Washington Cty., 452 U.S. at 170 n.11.The legislative history of the Equal Pay Act was examined by this Court in Corning Glass Works v. Brennan, 417 U.S. 188, 198-201, 94 S. Ct. 2223, 2229-2231, 41 L. Ed.2d 1 (1974). The Court observed that earlier versions of the Equal Pay bill were amended to define equal work and to add the fourth affirmative defense because of a concern that bona fide job-evaluation systems used by American businesses would otherwise be disrupted. Id., at 199-201, 94 S. Ct., at 2230-2231. This concern is evident in the remarks of many legislators. Representative Griffin, for example, explained that the fourth affirmative defense is a “broad principle,” which “makes clear and explicitly states that a differential based on any factor or factors other than sex would not violate this legislation.” 109 Cong.Rec. 9203 (1963). See also id., at 9196 (remarks of Rep. Frelinghuysen); id., at 9197-9198 (remarks of Rep. Griffin); ibid., (remarks of Rep. Thompson); id., at 9198 (remarks of Rep. Goodell); id., at 9202 (remarks of Rep. Kelly); id., at 9209 (remarks of Rep. Goodell); id., at 9217 (remarks of Reps. Pucinski and Thompson).

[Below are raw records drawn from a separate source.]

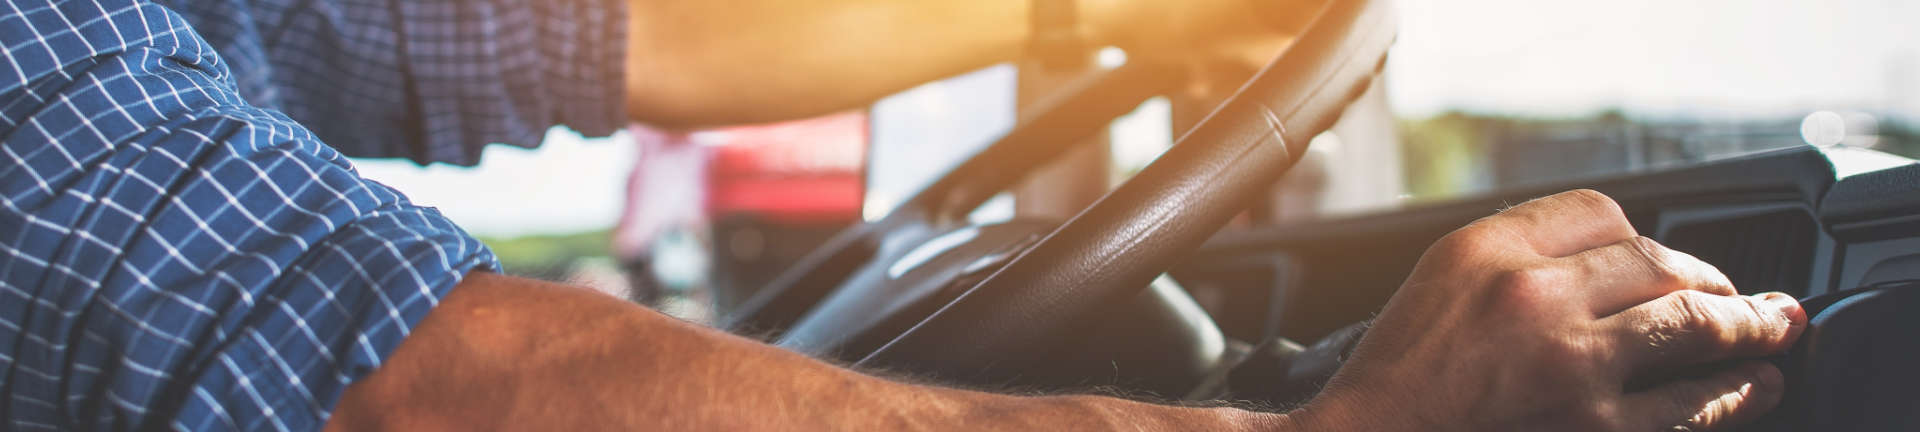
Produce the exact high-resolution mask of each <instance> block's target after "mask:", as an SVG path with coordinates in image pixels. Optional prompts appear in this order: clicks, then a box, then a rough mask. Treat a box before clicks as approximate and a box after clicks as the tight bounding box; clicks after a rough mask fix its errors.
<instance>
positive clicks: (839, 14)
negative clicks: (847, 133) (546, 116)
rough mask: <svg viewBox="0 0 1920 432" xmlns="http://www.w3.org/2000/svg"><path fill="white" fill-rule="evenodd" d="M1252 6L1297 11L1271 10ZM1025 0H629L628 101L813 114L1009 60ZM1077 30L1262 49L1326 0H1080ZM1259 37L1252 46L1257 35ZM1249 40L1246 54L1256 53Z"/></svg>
mask: <svg viewBox="0 0 1920 432" xmlns="http://www.w3.org/2000/svg"><path fill="white" fill-rule="evenodd" d="M1256 2H1269V4H1277V6H1271V8H1258V10H1284V12H1296V13H1292V15H1288V17H1263V15H1260V13H1258V10H1256V8H1254V4H1256ZM1029 4H1031V0H924V2H922V0H916V2H899V0H741V2H672V0H634V2H630V15H632V17H630V21H628V23H630V27H628V38H630V40H628V60H626V69H628V71H626V77H628V84H626V92H628V94H626V100H628V113H630V115H632V117H634V119H637V121H645V123H653V125H660V127H707V125H726V123H756V121H778V119H795V117H808V115H818V113H828V111H837V109H847V108H854V106H860V104H868V102H872V100H877V98H881V96H885V94H893V92H899V90H904V88H910V86H914V84H920V83H927V81H935V79H941V77H948V75H958V73H964V71H970V69H977V67H985V65H991V63H998V61H1008V60H1014V58H1016V56H1020V54H1021V50H1023V48H1025V44H1027V33H1029V23H1027V10H1029ZM1075 4H1077V10H1079V21H1081V27H1083V29H1081V33H1083V35H1085V36H1087V38H1089V40H1091V42H1094V44H1119V46H1127V48H1129V50H1133V48H1139V50H1135V52H1133V54H1135V56H1156V54H1169V56H1202V54H1198V52H1210V50H1219V54H1215V56H1231V58H1235V60H1244V61H1261V63H1263V61H1265V60H1269V56H1273V52H1275V48H1277V44H1275V42H1252V40H1277V38H1283V36H1284V35H1283V33H1286V31H1288V25H1286V23H1284V21H1306V19H1309V17H1311V15H1313V13H1315V12H1317V6H1319V4H1321V0H1183V2H1156V0H1075ZM1250 46H1252V48H1250ZM1248 48H1250V50H1252V54H1248Z"/></svg>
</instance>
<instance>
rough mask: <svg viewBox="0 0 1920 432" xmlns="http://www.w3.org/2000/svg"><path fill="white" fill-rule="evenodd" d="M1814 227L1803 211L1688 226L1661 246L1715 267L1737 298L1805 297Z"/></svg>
mask: <svg viewBox="0 0 1920 432" xmlns="http://www.w3.org/2000/svg"><path fill="white" fill-rule="evenodd" d="M1816 236H1818V227H1816V225H1814V221H1812V215H1809V213H1807V211H1803V209H1778V211H1766V213H1755V215H1741V217H1730V219H1713V221H1701V223H1688V225H1680V227H1674V228H1670V230H1667V238H1663V240H1661V242H1663V244H1667V248H1674V250H1680V252H1686V253H1693V255H1695V257H1699V259H1701V261H1707V263H1711V265H1715V267H1720V273H1726V276H1728V278H1732V280H1734V288H1740V292H1741V294H1759V292H1786V294H1793V296H1795V298H1803V296H1807V284H1809V282H1811V280H1809V278H1811V275H1809V271H1811V269H1812V248H1814V240H1816Z"/></svg>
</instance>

Thus, if the employer asserts prior salary as a factor other than sex, evidence should be obtained as to whether the employer: 1) consulted with the employee‘s previous employer to determine the basis for the employee‘s starting and final salaries; 2) determined that the prior salary was an accurate indication of the employee‘s ability based on education, experience, or other relevant factors; and 3) considered the prior salary, but did not rely solely on it in setting the employee‘s current salary.